Assoc.-Prof. Dr. Theresa Treffers (Privatuniversität Schloss Seeburg)
How should organizational teams be composed to optimize their performance in complex tasks that require fast and accurate decisions? Recent research suggests that teams perform better when they learn from each other, but we know little what stimulates team learning. Defining team learning as a cognitive process and knowing that cognitions and emotions are interlinked, a team’s affective composition might influence if and how teams learn. While some studies address the role of team affect in team cognitive processes, they only look at diversity in positive affect among team members and only consider singular aspects of the learning process, e.g., information sharing. Thus, neglected in extant studies is diversity in negative affect among team members and how diversity in positive and negative affect would influence various team learning processes (i.e., action, reflection, adaption) and team performance. This study investigates in an experimental setting how different affective trait compositions among team members influence a team’s learning processes and performance. In our experiment, teams are randomly formed according to team members’ individual levels of positive and negative affective traits. The subsequent experimental task is completed in several rounds to allow team learning and team performance is measured after every round of the task in terms of speed and accuracy. This study contributes to organization theory on how team affective trait composition enhances team learning and performance and delivers practical implications about how to compose high performance teams.
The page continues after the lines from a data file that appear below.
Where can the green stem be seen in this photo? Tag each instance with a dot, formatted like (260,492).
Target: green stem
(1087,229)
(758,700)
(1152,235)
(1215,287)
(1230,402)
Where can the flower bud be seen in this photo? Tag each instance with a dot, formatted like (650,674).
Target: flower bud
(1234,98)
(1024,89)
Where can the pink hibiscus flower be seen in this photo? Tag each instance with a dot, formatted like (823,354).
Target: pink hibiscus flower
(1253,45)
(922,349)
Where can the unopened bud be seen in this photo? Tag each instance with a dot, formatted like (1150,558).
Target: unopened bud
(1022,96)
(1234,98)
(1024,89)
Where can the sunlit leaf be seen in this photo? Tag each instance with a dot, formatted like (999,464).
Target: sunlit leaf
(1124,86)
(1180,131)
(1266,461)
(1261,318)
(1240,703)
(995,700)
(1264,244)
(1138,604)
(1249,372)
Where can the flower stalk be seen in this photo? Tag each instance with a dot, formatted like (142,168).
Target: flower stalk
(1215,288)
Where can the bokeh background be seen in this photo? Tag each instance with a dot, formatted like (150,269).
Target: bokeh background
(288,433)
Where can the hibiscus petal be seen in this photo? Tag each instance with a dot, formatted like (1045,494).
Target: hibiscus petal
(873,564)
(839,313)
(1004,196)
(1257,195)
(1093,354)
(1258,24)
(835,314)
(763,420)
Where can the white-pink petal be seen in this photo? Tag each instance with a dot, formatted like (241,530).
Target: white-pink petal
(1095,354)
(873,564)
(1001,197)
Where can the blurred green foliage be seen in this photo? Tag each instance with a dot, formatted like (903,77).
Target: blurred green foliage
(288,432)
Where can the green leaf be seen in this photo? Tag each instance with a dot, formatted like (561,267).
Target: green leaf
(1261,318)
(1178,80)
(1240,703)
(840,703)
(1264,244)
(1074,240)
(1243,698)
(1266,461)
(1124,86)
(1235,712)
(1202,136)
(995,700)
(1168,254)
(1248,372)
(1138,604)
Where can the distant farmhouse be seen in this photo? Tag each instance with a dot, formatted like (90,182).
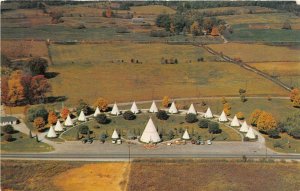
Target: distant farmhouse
(9,120)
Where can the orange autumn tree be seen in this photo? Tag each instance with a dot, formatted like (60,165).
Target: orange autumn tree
(294,93)
(39,123)
(52,118)
(165,101)
(101,103)
(266,122)
(64,113)
(254,116)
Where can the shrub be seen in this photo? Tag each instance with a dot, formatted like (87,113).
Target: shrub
(162,115)
(191,118)
(101,118)
(213,127)
(295,132)
(273,133)
(203,123)
(9,129)
(83,129)
(8,138)
(278,144)
(128,115)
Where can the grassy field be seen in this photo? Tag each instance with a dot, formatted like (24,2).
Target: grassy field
(83,65)
(174,123)
(24,144)
(258,52)
(213,175)
(287,72)
(89,177)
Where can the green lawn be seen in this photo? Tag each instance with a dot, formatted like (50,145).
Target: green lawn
(175,123)
(24,144)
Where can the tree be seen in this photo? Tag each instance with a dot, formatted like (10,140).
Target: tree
(101,103)
(15,88)
(39,87)
(101,118)
(162,115)
(165,101)
(254,117)
(8,129)
(64,113)
(213,127)
(83,129)
(240,115)
(39,123)
(296,101)
(294,93)
(128,115)
(195,29)
(203,123)
(37,66)
(266,122)
(52,118)
(286,25)
(191,118)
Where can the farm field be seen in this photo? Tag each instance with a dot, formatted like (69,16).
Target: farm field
(23,143)
(258,52)
(97,70)
(175,123)
(213,175)
(287,72)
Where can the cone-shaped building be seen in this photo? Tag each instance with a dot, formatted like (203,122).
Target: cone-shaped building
(115,110)
(68,121)
(150,133)
(250,134)
(208,114)
(173,108)
(134,108)
(51,133)
(58,126)
(235,122)
(153,108)
(81,116)
(115,135)
(223,117)
(244,127)
(192,110)
(186,135)
(97,112)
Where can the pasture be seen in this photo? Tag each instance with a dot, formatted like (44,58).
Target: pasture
(258,52)
(175,123)
(90,71)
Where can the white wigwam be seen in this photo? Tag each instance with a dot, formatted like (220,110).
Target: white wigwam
(51,133)
(223,117)
(134,108)
(115,135)
(192,110)
(244,127)
(153,108)
(173,108)
(81,116)
(97,112)
(58,126)
(150,133)
(208,114)
(186,135)
(235,122)
(250,134)
(115,110)
(68,121)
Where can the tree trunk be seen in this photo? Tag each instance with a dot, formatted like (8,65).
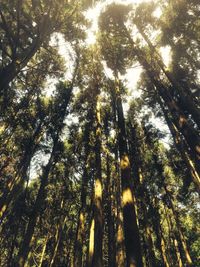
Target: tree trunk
(180,232)
(182,148)
(43,251)
(185,98)
(131,232)
(15,186)
(97,221)
(26,244)
(186,129)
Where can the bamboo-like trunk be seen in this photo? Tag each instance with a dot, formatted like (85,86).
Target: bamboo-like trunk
(43,251)
(180,232)
(96,258)
(185,98)
(131,232)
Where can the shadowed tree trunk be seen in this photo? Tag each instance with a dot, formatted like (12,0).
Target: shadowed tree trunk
(96,231)
(131,232)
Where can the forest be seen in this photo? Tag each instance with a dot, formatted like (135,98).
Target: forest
(99,133)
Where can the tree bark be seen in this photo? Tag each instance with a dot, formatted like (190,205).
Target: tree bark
(131,232)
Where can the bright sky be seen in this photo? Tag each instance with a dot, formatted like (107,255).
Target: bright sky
(131,78)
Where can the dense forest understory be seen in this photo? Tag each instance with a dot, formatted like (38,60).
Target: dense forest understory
(99,133)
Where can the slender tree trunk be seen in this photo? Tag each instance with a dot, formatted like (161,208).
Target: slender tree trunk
(97,221)
(185,98)
(110,222)
(188,131)
(80,233)
(15,185)
(182,148)
(26,244)
(178,224)
(131,232)
(43,251)
(58,236)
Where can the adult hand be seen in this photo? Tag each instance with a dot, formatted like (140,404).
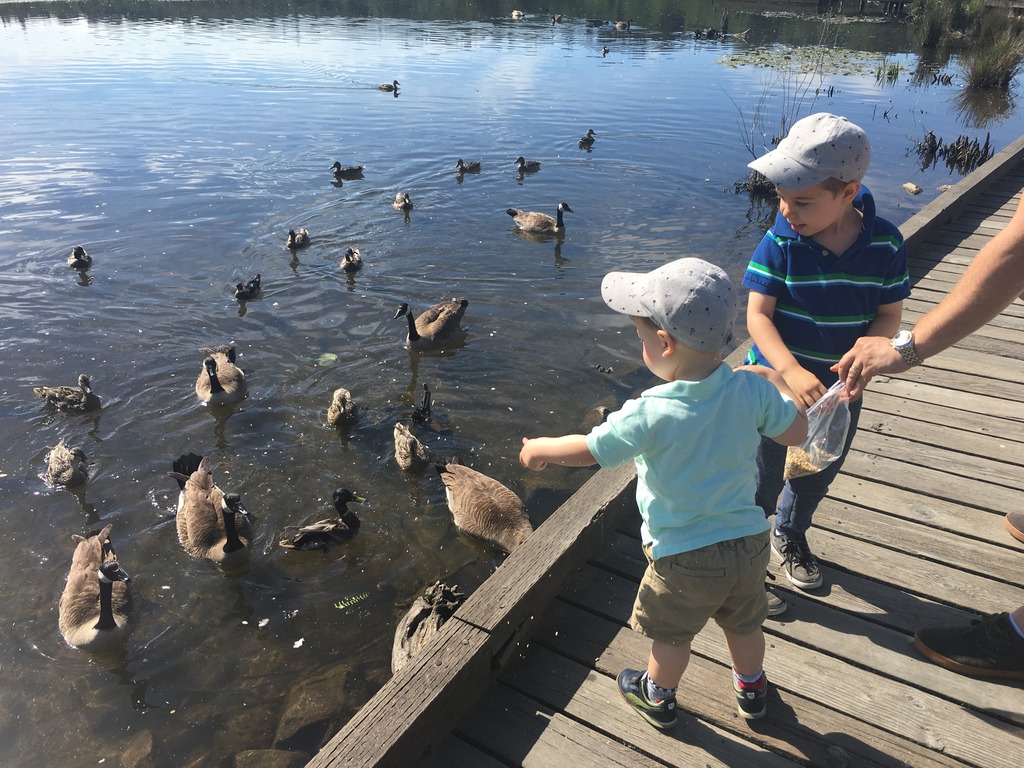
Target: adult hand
(870,356)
01. März, 10:00-11:00 Uhr: What Drives the Increase of Facebook Fans of German Bundesliga Soccer Clubs?

Univ.-Prof. Dr. Reinhard Grohs (Privatuniversität Schloss Seeburg)
Using a data set from the Deutsche Bundesliga, Germany’s highest level football league with 18 soccer clubs, we model changes in each team’s Facebook fans as a function of its Facebook interactions (likes, shares, comments), heterogeneity of posts (Herfindahl-Index of post types), sponsor mentions (number), and team success (rank), controlling for different types of posts (statuses, videos, photos, links, and questions), different activations (requests, questions, competitions, auctions, and promotions), and idiosyncratic characteristics of the 18 soccer clubs. Data were collected for every team on every day of the 2012/13 Deutsche Bundesliga season. The data set consists of 5,472 (304 days x 18 soccer clubs) observations with overall 18,574 Facebook messages. Analyses show that interactions, heterogeneity of posts, and team success have significant positive effects on the relative change in a team’s Facebook fans. In addition, interactions on a team’s Facebook fan page are significantly positively influenced by the heterogeneity of posts, by photo posts, and by request activations, and significantly negatively influenced by competition activations. Modeling issues and managerial implications are discussed.